Da questo punto di vista si potrebbe immaginare un sistema in cui a fronte della “liberalizzazione” dell’età pensionabile si introducesse un procedimento di calcolo della prestazione in concreto dovuta attraverso un meccanismo attuariale che consideri anche la presumibile durata della stessa utilizzando il parametro dell’aspettativa di vita (aggiornato periodicamente dall’ISTAT). Per cui se desidero smettere presto di lavorare e godere della pensione per 32 anni (ammesso che io sopravviva esattamente fino all’età dell’aspettativa media di vita) avrò – per tutto il periodo – un assegno pari alla metà di quello di cui avrei goduto se fossi andato in pensioni 16 anni più tardi. Anzi, un assegno pari ad un po’ meno della metà considerato che nel calcolo occorre considerare anche il costo connesso all’anticipo temporale della fruizione di una parte della prestazione.

Naturalmente un modello del genere sarebbe perfetto se il nostro sistema pensionistico fosse a capitalizzazione ovvero prevedesse che all’erogazione della mia pensione si provveda utilizzando proprio i contributi che ho versato oltre i frutti che gli stessi investiti dall’ente previdenziale hanno generato. Ma la transizione da un sistema a ripartizione ad uno a capitalizzazione è del tutto insostenibile dal punto di vista finanziario. Ci risulta che l’unico paese ad esserci riuscito è il Cile, con la riforma del 1980 voluta da Pinochet con la regia di Milton Friedman. Ma Pinochet non aveva certo grossi problemi di consenso democratico!

Il nostro sistema è invece a ripartizione, ovvero utilizza i contributi dei futuri pensionati per pagare i trattamenti degli attuali pensionati. Si potrebbe immaginare che un sistema come quello delineato correrebbe il rischio del collasso di fronte ad un accesso in massa alla pensione in età ancora giovane. Si tratta però di un rischio abbastanza remoto poiché le forti penalizzazioni collegate al ricalcolo in base all’aspettativa di vita rappresenterebbero il miglior disincentivo al pensionamento anticipato. La legge Fornero aveva introdotto una timida penalizzazione (l’1% o il 2%) per coloro che accedevano alla pensione anticipatamente.

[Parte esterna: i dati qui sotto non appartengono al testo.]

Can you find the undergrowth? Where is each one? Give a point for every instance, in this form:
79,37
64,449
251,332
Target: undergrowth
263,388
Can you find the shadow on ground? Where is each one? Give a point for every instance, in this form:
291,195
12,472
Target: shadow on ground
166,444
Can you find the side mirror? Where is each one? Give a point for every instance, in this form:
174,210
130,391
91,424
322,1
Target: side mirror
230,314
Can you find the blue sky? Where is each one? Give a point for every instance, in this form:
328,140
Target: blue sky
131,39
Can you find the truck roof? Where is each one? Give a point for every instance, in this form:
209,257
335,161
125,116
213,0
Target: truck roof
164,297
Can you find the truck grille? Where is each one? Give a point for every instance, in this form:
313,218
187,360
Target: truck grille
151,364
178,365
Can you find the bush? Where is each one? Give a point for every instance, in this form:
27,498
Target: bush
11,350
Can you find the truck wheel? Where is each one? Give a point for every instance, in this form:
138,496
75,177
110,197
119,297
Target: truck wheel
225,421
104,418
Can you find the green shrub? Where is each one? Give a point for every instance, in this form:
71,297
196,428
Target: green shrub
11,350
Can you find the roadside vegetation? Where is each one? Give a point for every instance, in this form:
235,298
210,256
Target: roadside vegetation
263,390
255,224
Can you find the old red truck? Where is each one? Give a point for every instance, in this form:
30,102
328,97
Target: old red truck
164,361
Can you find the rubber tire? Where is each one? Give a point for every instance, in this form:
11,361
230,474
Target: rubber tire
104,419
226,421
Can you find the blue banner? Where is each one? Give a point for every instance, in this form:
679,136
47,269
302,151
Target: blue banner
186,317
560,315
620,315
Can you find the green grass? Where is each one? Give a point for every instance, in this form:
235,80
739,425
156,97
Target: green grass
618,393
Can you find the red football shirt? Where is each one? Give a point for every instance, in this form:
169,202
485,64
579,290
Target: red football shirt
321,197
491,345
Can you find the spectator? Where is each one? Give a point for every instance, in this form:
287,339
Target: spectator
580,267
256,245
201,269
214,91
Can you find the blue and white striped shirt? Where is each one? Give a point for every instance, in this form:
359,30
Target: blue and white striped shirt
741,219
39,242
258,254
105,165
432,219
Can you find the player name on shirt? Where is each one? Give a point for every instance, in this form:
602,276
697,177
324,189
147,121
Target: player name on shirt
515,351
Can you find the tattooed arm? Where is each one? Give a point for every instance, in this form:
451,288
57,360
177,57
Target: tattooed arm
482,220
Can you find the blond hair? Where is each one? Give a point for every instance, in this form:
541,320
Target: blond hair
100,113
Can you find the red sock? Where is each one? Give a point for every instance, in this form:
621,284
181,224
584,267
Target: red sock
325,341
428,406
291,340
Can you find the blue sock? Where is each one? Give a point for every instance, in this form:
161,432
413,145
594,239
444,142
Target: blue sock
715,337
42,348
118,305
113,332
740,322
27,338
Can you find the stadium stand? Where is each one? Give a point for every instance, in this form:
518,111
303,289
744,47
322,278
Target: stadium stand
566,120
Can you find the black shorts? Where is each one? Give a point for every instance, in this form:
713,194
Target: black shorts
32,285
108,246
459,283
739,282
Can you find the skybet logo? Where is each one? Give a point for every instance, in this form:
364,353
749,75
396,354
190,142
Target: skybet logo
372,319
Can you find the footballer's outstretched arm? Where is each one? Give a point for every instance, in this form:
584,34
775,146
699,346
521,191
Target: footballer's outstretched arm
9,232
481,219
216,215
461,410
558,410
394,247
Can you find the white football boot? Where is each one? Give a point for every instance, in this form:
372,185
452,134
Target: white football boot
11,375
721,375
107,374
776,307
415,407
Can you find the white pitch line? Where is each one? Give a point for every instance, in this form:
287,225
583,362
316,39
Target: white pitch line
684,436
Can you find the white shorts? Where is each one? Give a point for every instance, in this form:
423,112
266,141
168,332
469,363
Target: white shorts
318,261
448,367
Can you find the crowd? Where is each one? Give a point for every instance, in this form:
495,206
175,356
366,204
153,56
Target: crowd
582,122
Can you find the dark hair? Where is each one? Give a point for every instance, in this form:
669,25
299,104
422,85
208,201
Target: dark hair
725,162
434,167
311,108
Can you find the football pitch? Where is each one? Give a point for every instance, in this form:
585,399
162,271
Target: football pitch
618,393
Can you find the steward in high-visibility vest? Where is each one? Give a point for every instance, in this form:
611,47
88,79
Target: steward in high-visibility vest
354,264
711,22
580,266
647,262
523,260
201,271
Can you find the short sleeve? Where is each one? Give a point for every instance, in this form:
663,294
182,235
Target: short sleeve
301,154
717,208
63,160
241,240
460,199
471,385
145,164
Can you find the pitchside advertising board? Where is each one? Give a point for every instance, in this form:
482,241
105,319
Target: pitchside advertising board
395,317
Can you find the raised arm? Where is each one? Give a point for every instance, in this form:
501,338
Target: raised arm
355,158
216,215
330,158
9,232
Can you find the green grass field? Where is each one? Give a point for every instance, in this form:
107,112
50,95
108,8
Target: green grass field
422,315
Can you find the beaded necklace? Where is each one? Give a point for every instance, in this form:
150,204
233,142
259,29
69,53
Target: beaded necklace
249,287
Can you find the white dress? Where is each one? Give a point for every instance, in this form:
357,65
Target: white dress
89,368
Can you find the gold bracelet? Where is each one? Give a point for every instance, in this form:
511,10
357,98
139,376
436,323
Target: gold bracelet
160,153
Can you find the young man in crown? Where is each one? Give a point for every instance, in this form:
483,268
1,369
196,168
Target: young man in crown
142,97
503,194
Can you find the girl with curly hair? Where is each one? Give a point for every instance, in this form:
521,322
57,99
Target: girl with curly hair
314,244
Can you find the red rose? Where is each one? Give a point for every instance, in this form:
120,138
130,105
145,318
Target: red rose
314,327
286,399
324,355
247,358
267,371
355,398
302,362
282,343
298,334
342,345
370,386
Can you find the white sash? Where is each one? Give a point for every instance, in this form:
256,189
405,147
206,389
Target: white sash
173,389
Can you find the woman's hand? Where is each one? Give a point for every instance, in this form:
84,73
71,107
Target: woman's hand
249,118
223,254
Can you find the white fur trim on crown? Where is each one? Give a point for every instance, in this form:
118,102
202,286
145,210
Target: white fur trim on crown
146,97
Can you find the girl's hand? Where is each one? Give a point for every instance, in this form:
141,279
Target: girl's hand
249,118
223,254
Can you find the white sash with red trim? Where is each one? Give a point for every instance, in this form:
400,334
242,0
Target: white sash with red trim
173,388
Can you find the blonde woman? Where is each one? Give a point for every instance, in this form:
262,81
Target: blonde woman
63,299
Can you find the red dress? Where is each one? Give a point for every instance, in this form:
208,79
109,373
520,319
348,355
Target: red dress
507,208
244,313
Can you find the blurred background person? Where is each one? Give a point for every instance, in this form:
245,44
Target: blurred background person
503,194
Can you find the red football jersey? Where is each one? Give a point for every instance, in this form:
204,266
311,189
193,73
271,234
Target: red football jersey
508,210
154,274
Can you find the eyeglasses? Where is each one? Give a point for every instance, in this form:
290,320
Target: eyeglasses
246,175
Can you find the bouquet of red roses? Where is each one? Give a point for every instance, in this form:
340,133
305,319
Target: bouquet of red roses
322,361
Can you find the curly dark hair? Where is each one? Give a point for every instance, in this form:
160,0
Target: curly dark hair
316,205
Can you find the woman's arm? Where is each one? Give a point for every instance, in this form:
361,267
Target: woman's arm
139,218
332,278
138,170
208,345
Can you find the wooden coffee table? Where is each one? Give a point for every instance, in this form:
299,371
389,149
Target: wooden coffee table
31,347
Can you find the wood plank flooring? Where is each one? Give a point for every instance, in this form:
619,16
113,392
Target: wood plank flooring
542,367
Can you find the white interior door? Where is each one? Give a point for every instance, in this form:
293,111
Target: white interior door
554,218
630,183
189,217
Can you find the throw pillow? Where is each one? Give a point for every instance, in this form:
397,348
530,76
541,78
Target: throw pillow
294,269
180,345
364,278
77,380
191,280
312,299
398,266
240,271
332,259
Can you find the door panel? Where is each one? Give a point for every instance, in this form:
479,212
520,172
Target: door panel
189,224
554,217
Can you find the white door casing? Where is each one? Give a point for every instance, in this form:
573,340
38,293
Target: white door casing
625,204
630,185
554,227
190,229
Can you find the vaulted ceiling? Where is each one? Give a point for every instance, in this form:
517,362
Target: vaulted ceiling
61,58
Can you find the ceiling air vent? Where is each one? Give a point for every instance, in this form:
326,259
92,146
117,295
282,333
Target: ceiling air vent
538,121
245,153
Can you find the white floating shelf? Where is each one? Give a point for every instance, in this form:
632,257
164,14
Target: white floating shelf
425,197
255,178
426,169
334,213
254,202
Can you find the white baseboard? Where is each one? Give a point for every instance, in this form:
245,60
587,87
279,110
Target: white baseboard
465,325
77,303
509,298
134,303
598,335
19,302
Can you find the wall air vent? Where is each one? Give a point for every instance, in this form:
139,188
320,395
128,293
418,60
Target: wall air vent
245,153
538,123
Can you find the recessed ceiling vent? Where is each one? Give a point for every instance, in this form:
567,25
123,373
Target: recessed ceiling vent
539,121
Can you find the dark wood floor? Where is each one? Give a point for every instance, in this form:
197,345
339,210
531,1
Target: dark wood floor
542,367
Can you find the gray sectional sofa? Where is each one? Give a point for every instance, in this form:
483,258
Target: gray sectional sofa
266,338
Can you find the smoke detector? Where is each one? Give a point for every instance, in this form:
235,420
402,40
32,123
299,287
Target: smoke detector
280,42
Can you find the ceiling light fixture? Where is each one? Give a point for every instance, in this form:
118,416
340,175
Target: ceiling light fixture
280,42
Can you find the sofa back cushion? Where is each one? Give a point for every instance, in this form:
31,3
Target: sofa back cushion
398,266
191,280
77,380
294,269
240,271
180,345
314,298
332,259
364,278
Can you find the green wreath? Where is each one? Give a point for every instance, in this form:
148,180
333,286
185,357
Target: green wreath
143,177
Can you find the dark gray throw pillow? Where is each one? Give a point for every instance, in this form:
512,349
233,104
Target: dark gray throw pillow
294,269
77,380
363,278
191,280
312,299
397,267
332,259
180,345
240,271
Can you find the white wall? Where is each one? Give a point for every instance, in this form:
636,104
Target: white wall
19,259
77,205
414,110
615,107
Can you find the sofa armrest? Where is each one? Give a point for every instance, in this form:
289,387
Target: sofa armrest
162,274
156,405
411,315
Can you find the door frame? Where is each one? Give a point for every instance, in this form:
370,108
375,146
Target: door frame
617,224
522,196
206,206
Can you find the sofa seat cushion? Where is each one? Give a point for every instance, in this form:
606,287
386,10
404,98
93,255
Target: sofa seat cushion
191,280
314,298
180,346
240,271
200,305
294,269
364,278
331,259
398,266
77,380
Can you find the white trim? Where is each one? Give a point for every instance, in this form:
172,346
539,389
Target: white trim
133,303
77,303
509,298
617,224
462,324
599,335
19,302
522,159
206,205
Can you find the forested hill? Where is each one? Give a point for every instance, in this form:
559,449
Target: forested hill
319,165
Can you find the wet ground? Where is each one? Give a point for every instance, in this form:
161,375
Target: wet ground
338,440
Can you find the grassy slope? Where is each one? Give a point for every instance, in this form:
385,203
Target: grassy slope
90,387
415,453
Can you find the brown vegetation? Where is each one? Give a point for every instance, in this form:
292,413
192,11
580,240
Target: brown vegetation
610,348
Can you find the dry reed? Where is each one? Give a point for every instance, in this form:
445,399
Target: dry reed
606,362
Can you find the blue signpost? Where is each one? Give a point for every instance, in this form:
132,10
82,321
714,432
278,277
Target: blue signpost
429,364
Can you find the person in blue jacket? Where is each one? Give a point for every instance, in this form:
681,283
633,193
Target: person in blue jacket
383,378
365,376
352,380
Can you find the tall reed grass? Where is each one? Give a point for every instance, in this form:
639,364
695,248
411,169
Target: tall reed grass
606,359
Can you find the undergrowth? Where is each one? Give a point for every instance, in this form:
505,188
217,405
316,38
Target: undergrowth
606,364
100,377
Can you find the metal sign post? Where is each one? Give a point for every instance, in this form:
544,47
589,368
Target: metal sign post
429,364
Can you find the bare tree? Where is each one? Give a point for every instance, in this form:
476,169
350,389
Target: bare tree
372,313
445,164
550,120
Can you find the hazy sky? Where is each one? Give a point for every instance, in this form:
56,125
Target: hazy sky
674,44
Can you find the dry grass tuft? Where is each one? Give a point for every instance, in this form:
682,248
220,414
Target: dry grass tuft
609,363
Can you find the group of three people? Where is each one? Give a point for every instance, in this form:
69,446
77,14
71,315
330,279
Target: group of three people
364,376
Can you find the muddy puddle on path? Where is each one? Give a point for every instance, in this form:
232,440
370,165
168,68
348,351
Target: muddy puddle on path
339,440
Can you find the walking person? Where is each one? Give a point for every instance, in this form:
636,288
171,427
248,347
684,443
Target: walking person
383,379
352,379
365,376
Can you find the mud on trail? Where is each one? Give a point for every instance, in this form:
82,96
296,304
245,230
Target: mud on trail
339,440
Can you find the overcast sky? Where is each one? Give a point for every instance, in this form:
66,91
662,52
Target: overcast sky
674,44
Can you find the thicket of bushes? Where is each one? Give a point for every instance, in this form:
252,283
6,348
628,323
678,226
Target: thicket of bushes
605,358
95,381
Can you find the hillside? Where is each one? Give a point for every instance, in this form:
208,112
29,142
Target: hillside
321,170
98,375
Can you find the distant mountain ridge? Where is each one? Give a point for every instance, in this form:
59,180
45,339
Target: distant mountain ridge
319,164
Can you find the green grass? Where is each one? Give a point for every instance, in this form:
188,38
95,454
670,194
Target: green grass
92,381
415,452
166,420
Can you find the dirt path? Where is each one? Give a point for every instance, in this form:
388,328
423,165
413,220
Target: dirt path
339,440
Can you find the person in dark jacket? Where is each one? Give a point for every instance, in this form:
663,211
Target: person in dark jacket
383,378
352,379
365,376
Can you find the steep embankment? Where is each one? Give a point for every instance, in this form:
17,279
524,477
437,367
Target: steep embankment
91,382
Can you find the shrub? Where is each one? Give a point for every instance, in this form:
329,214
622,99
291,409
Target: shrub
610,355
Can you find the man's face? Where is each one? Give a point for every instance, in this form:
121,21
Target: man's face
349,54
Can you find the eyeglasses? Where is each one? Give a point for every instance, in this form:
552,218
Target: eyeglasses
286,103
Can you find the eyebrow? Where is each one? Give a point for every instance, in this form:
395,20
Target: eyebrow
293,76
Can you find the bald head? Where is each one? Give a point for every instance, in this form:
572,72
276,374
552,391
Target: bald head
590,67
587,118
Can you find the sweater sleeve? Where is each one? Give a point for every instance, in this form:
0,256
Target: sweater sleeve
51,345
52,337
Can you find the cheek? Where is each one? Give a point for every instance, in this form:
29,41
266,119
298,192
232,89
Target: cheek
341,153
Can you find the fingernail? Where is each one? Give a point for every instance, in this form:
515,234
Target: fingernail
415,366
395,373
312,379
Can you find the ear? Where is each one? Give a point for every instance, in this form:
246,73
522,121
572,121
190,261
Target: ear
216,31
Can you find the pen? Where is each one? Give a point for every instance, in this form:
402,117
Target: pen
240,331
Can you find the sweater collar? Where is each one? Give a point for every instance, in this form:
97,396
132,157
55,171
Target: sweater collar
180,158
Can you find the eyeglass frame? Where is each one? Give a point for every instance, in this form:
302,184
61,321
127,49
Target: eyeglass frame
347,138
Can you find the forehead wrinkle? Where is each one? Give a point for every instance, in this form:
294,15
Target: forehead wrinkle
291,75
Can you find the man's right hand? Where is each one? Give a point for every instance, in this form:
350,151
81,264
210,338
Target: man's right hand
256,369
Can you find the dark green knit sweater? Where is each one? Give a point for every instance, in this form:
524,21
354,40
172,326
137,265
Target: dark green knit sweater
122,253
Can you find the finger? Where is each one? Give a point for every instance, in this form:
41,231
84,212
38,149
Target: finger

La penalizzazione è stata nel frattempo abolita. Con il sistema qui delineato la penalizzazione sarebbe di tutt’altra dimensione, raggiungendo il 50% e anche di più nei casi più estremi.

Ma al di là dei dettagli tecnici di questo modello pensionistico, quello che ci affascina di questa proposta immaginifica e quasi onirica è l’enorme progresso in termini di cultura politica che determinerebbe. Il sistema da un lato implicherebbe una poderosa affermazione della centralità dell’individuo e delle sue libere scelte rispetto ad una vicenda – la pensione – che ha enorme rilevanza nella vita di ciascuno di noi. Dall’altro accompagnerebbe tale scelta del singolo individuo con la doverosa considerazione della sostenibilità economica che sempre condiziona le nostre scelte.

Sarebbe al tempo stesso il rigetto del paternalismo di Stato, che si arroga il diritto di decidere cosa sia meglio per ciascuno di noi, e dell’individualismo egoista, che si limita a reclamare diritti senza farsi carico della compatibilità con i diritti e gli interessi degli altri componenti della nostra comunità.